This image came up when I typed in "Oh shit". Who am I to argue?

I typed in “Oh shit” because the Penguins are going to a game seven on Wednesday. Time to do or go home. I can’t say I expected much out of them without Sidney Crosby & Geno Malkin but damn it, I want this first round. I’m almost debating driving there. As the Pensblog will undoubtedly say “Time to sac up.”

Well, actually time to draft up. We start with a battle royal. My buddy Sean as he’s going out the door says “That’s gay.” Couldn’t agree more. By the way, couldn’t be less excited about the NFL draft this weekend. This one doesn’t hold much weight for me either. People are getting eliminated left and right. Why did Mark Henry eliminate himself basically to eliminate Clay? The announcer draft factoids are more mundane than any stat Todd McShay can come up with. We hit a commercial.

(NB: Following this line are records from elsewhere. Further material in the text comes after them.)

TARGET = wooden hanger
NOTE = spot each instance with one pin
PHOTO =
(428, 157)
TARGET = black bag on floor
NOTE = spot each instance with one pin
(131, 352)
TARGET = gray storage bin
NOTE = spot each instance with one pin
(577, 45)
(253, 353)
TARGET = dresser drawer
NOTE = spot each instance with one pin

Big Show & Kofi for SD take on Mason Ryan & Evan Bourne. This could help Bourne out if he survives. He’s been on a losing streak. Of course Bourne does the worst possible thing, jumping into Big Show’s arms. Mason Ryan loses in a valiant effort, I suppose. He lost a lot of momentum when he got punted. Stupidest draft ever. Cena to Smackdown. I like it. It was him or Orton. He has a history with the Smackdown brand. Cole acting upset is hilarious in a bad way.